PREGNANCY AND ANTIPHOSPHOLIPID SYNDROME
*Er-haymini Khalil, S. Ouakasse, N. Jeraf, A. Driouech, A. Ouzaa, F. Alilou M. H. Alami, Z. Tazi, A. Filali and R. Bezad
ABSTRACT
Antiphospholipid syndrome (APS) is responsible in its obstetric form for both maternal and fetal complications. It is then defined by the occurrence of at least three false sofas consecutive spontaneous before ten weeks of amenorrhea (WA), fetal death or birth premature before 34 WA related to preeclampsia, eclampsia, or severe placental insufficiency (intrauterine growth retardation, oligohydramnios). During pregnancy, APS can also appear complicate retroplacental hematoma, hemolysis syndrome, elevated liver enzymes, low platelet count (HELLP) and thrombosis which can sometimes form part of catastrophic antiphospholipid syndrome. A history of thrombosis or the presence of a circulating anticoagulant are predictors of complications during pregnancy. The management of these high-risk pregnancies is multidisciplinary (internist, anesthesiologist, obstetrician) and requires a consultation preconception in order to find the rare contraindications and to optimize the treatment.

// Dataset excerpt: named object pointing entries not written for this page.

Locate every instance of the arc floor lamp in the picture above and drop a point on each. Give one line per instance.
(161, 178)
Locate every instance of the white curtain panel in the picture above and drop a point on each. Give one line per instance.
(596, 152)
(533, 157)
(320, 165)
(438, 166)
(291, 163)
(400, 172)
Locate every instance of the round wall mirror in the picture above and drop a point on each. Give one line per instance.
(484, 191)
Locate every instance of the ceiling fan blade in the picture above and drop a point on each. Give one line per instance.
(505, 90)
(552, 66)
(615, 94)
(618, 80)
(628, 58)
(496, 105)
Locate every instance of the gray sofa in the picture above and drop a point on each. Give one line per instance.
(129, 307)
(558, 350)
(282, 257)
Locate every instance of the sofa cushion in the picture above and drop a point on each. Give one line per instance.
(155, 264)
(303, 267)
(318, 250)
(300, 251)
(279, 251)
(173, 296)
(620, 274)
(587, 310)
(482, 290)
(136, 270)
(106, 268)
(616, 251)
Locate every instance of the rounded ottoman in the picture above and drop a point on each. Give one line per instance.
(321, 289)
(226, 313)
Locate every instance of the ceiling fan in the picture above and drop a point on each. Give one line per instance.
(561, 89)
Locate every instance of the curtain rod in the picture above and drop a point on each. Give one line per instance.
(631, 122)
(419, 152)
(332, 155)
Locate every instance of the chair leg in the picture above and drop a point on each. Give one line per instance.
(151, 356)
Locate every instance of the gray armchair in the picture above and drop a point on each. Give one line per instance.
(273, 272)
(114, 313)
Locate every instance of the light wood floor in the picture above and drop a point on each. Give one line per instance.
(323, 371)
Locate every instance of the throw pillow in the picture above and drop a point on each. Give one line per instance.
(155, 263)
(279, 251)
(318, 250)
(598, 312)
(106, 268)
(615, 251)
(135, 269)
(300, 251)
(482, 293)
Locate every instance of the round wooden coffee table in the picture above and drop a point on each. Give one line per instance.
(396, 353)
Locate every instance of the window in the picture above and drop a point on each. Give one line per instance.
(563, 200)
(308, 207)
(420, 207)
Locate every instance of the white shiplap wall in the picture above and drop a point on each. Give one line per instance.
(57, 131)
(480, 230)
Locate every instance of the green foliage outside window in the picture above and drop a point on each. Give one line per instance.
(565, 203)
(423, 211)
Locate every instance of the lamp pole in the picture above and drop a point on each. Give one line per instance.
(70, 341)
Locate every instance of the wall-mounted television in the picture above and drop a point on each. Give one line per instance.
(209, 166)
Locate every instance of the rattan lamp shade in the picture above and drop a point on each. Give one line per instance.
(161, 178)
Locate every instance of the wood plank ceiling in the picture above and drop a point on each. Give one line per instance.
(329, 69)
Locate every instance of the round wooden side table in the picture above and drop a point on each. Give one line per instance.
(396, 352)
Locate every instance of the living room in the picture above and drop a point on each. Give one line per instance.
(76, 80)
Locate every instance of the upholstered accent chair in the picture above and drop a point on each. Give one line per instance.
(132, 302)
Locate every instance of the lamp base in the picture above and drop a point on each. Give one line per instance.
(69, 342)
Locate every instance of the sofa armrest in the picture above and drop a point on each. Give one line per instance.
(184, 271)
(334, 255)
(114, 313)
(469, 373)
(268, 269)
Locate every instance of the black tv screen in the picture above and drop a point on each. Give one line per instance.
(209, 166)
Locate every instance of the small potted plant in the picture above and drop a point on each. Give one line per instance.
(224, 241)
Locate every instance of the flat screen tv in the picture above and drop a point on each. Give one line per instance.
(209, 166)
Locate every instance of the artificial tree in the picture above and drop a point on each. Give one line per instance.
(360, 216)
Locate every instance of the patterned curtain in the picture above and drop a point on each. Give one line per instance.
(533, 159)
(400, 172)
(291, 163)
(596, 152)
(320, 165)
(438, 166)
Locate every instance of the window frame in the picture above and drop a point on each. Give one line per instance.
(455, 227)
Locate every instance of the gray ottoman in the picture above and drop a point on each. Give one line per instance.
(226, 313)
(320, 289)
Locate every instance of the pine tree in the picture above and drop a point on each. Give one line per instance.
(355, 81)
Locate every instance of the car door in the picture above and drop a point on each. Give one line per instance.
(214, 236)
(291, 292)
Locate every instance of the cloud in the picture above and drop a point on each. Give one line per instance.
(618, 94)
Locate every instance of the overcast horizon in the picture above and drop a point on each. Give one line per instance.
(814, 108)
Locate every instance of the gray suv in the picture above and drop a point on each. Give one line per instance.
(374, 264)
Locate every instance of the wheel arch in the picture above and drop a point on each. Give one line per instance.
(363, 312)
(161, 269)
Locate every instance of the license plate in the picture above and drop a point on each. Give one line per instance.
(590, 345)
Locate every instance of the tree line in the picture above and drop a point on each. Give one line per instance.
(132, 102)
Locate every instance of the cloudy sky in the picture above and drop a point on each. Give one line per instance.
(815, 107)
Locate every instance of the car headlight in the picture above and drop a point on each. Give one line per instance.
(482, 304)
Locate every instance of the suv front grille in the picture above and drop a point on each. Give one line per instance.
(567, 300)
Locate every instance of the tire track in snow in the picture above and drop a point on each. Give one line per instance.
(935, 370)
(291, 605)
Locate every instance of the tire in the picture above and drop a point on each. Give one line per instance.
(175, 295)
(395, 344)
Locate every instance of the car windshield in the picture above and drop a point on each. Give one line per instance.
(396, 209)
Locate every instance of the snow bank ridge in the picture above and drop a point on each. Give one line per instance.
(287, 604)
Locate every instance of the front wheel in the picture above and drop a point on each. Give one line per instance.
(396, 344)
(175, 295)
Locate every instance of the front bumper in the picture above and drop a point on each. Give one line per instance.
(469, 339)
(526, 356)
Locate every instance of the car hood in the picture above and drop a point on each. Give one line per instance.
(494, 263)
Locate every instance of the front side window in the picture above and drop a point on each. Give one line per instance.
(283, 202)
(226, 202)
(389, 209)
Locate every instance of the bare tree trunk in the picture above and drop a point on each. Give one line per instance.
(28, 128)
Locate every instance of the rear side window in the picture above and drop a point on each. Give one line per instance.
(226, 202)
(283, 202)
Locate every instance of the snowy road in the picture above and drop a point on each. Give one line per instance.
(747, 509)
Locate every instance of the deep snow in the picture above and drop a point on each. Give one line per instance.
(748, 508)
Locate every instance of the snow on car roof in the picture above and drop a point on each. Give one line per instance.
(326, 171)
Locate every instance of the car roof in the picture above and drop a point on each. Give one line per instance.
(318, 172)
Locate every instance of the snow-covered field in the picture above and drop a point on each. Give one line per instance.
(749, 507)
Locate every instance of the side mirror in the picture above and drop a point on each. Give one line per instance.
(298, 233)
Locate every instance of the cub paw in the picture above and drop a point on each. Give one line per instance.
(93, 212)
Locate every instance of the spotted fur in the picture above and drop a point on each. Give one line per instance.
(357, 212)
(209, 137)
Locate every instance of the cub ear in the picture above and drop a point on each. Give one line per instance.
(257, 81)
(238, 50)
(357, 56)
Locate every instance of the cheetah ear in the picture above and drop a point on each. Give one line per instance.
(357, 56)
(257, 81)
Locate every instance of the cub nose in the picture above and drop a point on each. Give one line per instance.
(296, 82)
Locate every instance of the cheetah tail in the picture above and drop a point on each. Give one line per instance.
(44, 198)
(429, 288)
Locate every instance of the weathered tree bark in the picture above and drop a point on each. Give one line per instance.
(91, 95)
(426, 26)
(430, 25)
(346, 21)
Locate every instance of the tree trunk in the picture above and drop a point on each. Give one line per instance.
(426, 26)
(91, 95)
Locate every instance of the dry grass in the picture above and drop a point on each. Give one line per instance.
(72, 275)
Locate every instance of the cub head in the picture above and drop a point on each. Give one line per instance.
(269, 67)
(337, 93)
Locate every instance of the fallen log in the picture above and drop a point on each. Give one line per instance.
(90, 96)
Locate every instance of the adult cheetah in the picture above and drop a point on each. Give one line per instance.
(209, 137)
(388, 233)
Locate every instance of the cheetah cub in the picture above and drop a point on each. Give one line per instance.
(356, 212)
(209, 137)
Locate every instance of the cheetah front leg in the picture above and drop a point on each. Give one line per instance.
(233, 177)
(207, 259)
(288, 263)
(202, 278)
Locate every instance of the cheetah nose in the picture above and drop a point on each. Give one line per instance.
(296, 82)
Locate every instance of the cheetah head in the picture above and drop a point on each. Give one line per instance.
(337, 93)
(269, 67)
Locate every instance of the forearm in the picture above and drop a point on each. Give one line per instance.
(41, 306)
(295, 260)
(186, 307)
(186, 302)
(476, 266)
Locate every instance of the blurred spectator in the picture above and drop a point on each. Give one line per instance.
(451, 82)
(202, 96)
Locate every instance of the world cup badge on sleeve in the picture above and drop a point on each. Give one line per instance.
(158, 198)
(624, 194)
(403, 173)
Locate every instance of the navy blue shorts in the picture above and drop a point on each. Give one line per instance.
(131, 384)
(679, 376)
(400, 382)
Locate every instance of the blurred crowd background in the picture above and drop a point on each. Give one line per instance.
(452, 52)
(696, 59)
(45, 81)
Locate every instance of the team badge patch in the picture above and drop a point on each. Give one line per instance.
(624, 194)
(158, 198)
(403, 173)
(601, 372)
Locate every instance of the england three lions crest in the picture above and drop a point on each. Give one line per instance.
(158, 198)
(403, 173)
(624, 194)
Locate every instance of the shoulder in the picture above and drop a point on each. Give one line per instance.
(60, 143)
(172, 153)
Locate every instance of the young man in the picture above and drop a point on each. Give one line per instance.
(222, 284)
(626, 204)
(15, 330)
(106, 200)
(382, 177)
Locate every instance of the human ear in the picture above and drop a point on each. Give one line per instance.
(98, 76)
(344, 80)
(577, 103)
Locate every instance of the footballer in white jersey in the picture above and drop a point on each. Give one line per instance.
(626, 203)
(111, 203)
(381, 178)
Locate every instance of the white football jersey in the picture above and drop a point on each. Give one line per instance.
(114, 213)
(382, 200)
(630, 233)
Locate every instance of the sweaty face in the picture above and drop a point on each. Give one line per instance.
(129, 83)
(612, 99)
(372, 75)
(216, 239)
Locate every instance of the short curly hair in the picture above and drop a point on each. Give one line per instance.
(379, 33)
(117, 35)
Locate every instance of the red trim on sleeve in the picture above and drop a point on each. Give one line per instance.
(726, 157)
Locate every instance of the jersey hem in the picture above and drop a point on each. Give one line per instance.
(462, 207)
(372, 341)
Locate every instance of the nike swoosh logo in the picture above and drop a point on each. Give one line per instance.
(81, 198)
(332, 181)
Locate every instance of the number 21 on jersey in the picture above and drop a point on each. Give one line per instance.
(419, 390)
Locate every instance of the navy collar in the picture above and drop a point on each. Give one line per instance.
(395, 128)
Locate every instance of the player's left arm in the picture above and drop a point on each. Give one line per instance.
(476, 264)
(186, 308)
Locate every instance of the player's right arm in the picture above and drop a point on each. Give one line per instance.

This one rest on aspirin combined with heparin, the dosage of which varies according to the patient's history. The duration of the therapeutic window around childbirth depends on the type of history but must be short in order to limit maternal risks in the postpartum period (thrombosis, HELLP, catastrophic syndrome). Clinical and biological monitoring is monthly, closer if necessary, at the end of pregnancy. Obstetric ultrasound with Doppler, performed regularly, looks in particular for the presence of notches on the uterine arteries which are predictive of an increased risk of complications placental vascular.